Scientists are particularly concerned about Bridenstine’s views on NASA’s role in studying climate change. Bridenstine has denied humans’ role in climate change, though he has a mixed record of support for NASA’s Earth observation missions that are studying climate change.

“At this critical time, we can ill afford to allow this vital agency be subject to political whims. There is too much at stake,” the letter said. “Of all of the scientific agencies worldwide, NASA does the best job of observing our planet from space. We must continue to be the leader in Earth observation systems. Cutting funding for satellites will rob us of our ability to safeguard our planet and resources.”
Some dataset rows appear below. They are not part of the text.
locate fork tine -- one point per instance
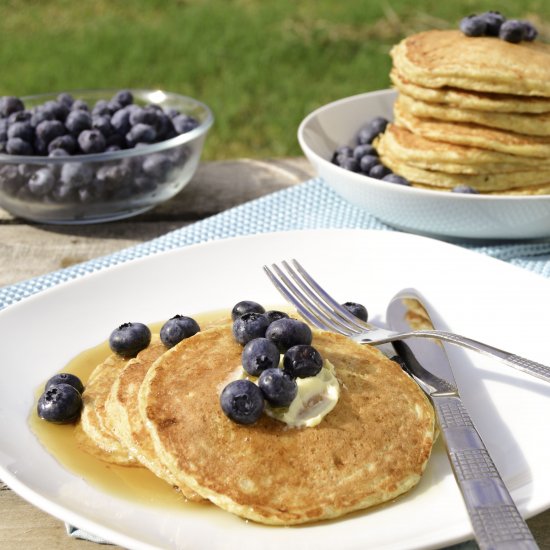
(321, 307)
(328, 303)
(305, 307)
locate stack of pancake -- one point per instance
(161, 411)
(470, 111)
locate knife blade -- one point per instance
(496, 521)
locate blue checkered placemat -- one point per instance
(310, 205)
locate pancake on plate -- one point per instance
(372, 447)
(439, 58)
(94, 435)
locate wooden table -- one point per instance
(28, 250)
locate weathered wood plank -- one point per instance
(28, 250)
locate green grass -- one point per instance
(261, 65)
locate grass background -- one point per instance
(261, 65)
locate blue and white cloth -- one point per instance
(319, 208)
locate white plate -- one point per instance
(417, 210)
(476, 295)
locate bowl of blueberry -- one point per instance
(97, 155)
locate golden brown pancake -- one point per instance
(440, 58)
(124, 419)
(400, 143)
(468, 99)
(537, 124)
(94, 434)
(372, 447)
(474, 135)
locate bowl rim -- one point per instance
(176, 141)
(362, 178)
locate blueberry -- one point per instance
(341, 153)
(129, 339)
(177, 329)
(76, 174)
(394, 178)
(359, 310)
(473, 25)
(274, 315)
(529, 31)
(65, 98)
(79, 105)
(91, 141)
(41, 182)
(184, 123)
(19, 116)
(48, 130)
(66, 142)
(23, 130)
(259, 354)
(302, 361)
(101, 108)
(60, 404)
(65, 378)
(141, 133)
(285, 333)
(124, 97)
(58, 152)
(18, 146)
(362, 150)
(367, 162)
(242, 401)
(249, 326)
(493, 21)
(350, 163)
(278, 388)
(378, 171)
(78, 120)
(372, 129)
(462, 188)
(246, 306)
(9, 105)
(57, 109)
(512, 31)
(103, 124)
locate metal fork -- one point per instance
(300, 289)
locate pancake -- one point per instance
(400, 143)
(124, 419)
(521, 123)
(474, 135)
(441, 58)
(372, 447)
(467, 99)
(94, 435)
(490, 182)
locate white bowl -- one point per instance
(417, 210)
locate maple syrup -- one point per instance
(131, 483)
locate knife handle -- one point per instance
(496, 521)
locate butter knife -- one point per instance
(496, 521)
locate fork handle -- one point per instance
(496, 521)
(521, 363)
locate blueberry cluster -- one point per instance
(265, 335)
(61, 401)
(363, 157)
(67, 127)
(493, 23)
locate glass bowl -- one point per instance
(99, 187)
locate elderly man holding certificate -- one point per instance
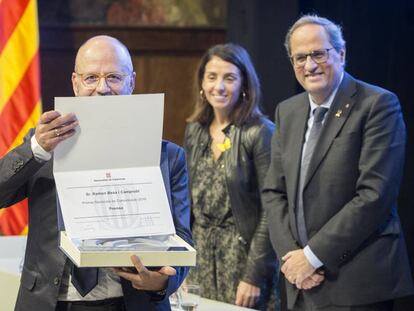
(49, 280)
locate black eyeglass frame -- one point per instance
(311, 54)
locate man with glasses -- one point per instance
(332, 186)
(49, 282)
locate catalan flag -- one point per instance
(20, 102)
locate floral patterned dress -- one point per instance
(221, 257)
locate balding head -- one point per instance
(100, 56)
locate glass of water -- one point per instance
(187, 298)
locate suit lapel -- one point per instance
(298, 129)
(336, 118)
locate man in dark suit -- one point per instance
(103, 67)
(332, 186)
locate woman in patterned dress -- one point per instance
(227, 141)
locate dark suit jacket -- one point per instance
(350, 194)
(22, 176)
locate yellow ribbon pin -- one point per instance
(226, 145)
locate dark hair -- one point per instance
(247, 106)
(333, 30)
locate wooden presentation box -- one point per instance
(179, 253)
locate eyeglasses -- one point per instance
(318, 56)
(112, 79)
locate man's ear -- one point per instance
(75, 84)
(342, 54)
(132, 82)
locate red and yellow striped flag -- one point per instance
(20, 102)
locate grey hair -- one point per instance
(333, 30)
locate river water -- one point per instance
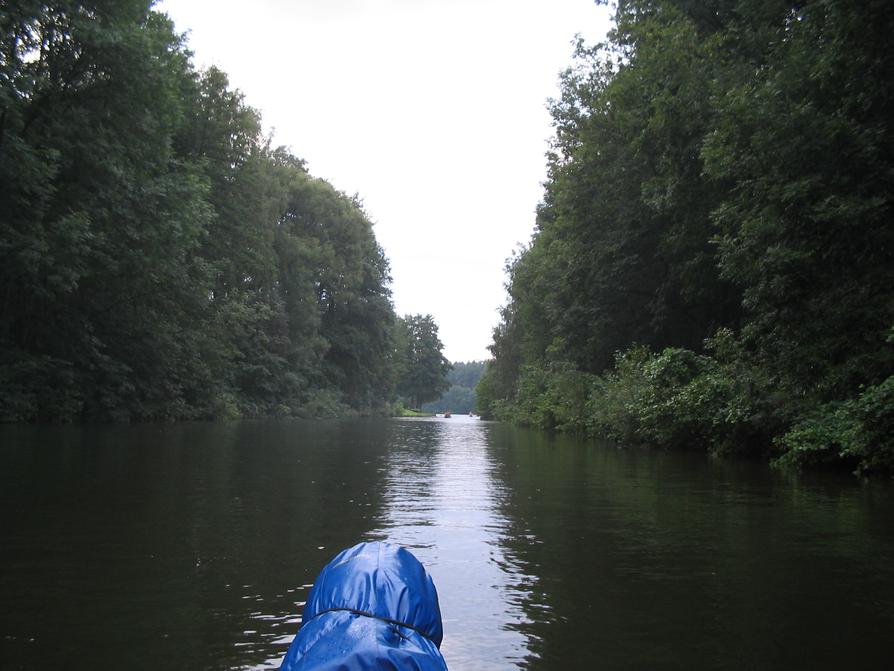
(193, 546)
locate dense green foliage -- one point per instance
(419, 364)
(713, 264)
(161, 260)
(460, 396)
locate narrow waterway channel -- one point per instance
(193, 546)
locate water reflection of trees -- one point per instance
(646, 559)
(184, 546)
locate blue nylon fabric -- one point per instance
(386, 581)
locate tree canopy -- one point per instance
(161, 259)
(713, 257)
Still, the nomination has received support from the private space sector. Dennis Wingo, founder and CEO of Skycorp, said he thinks Bridenstine will prove to be a boon for the advancement of space interests for the US.

“Bridenstine, along with a team that he would bring in, would help to bridge the gap between ‘old space’ and ‘new space’ to bring vigor and a broader perspective and private financial support into the picture,” Wingo told The Downlink. “Behaving as if nothing has changed in the last 30 years is not viable and Brindenstine and the vice president [Mike Pence] both know this to be true.”

Wingo added that Bridenstine’s connections could help aligns interests between government agencies and the private space sector. “There is a good relationship between Vice President Pence, chair of the National Space Council, and Bridenstine, and thus the aligning of government support with commercial vigor should bring a winning formula to the table.”

The nomination has also received support from a number of space organizations. The Commercial Spaceflight Federation applauded the nomination back in September.

“I have had the privilege of working with Mr. Bridenstine since his first year in Congress and have been very impressed with his deep knowledge of space technology issues and his record of strong leadership in promoting positive change,” said Eric Stallmer, President of CSF. “His wide range of experience will provide a welcomed perspective for all space stakeholders.”

So too has the National Space Society, which called Bridenstine’s American Space Renaissance Act “a powerful tool for advancing new ideas to improve America’s position in space.”

“Some may be concerned that Representative Bridenstine is not an engineer or scientist,” said Mark Hopkins, chair of the NSS executive committee, in a statement. “We should all recall that one of the greatest NASA administrators, Jim Webb, was a lawyer. America is lucky to have Jim Bridenstine as NASA Administrator.”